My dream school is Cornell, but my GPA is low (3.55 uw, 3.72 w, but increasing with weighted classes). Would a LOR from the vice principal of my school with 3500 students help me?
This is from Cornell’s admissions website:
"Teacher Evaluations
Applicants to Cornell are required to submit two teacher recommendations. Please be sure to remind individuals writing letters for you to include your name and date of birth on all pages if they are sending them by mail. You are encouraged to limit your letters of recommendation to the two that are required."
Note the last line! Remember that the admissions folks are reading thousands and thousands of applications. You don’t want to be making their job harder by including excess materials.
Unless your vice principal teaches one of your class, follow Cornell’s suggestion, a letter from two of your teachers. ( and another one from your guidance counselor).
To help your teachers, you can prepare a “brag sheet” containing your goal, strengths interest, , accomplishments, awards, etc. My D teachers spent time talking to my D about this before they wrote her the recommendation letters. I thought it was wonderful thing those teachers did for their students.
Choose your teachers who can write very well and approach them by the end of your junior year or first thing in your senior year.
Here’s the thing: it’s YOUR qualifications that matter, not that of the person writing your letter.
And I strongly suspect that the VP of your school knows that.
@msv123, daughter was deferred ED. Her VP wrote a stellar letter of recommendation for her during the RD phase. This was on top of the 2 she had previously sent. 3.73 gpa, 31 ACT. Accepted. Good luck.
@kidodie wow! Is the 3.73 weighted or unweighted? Congrats to your D.
@msv123, thank you. That was her weighted GPA. She is going to ILR and when she called their admissions office to thank them for the opportunity, they told her it that they all felt she was a perfect fit for the program.
@kidodie how did she demonstrate fit?
@msv123, she showed how her senior year courses were ILR related. How her EC’s were ILR related. Her senior year externship, ILR related.

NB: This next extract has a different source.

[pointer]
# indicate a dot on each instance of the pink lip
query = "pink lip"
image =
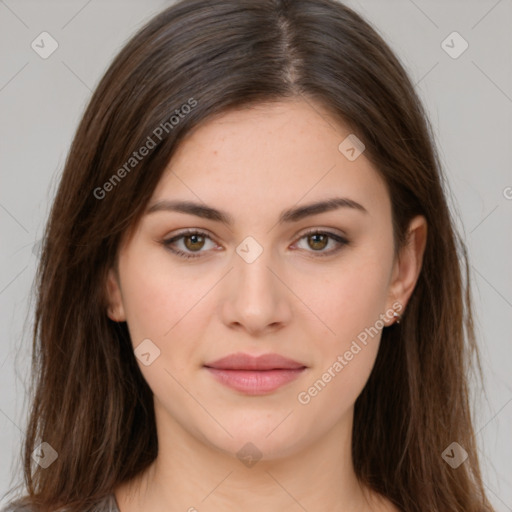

In her LOCI after she was deferred, she spoke about ILR related issues in the headlines she was following. Finally she made connections with as many people in admissions as possible. When they visited her school, when she visited the campus, etc. After she was accepted she was told that when her file came up for discussion, everyone in the room had had some form of contact with her. All in a very positive way.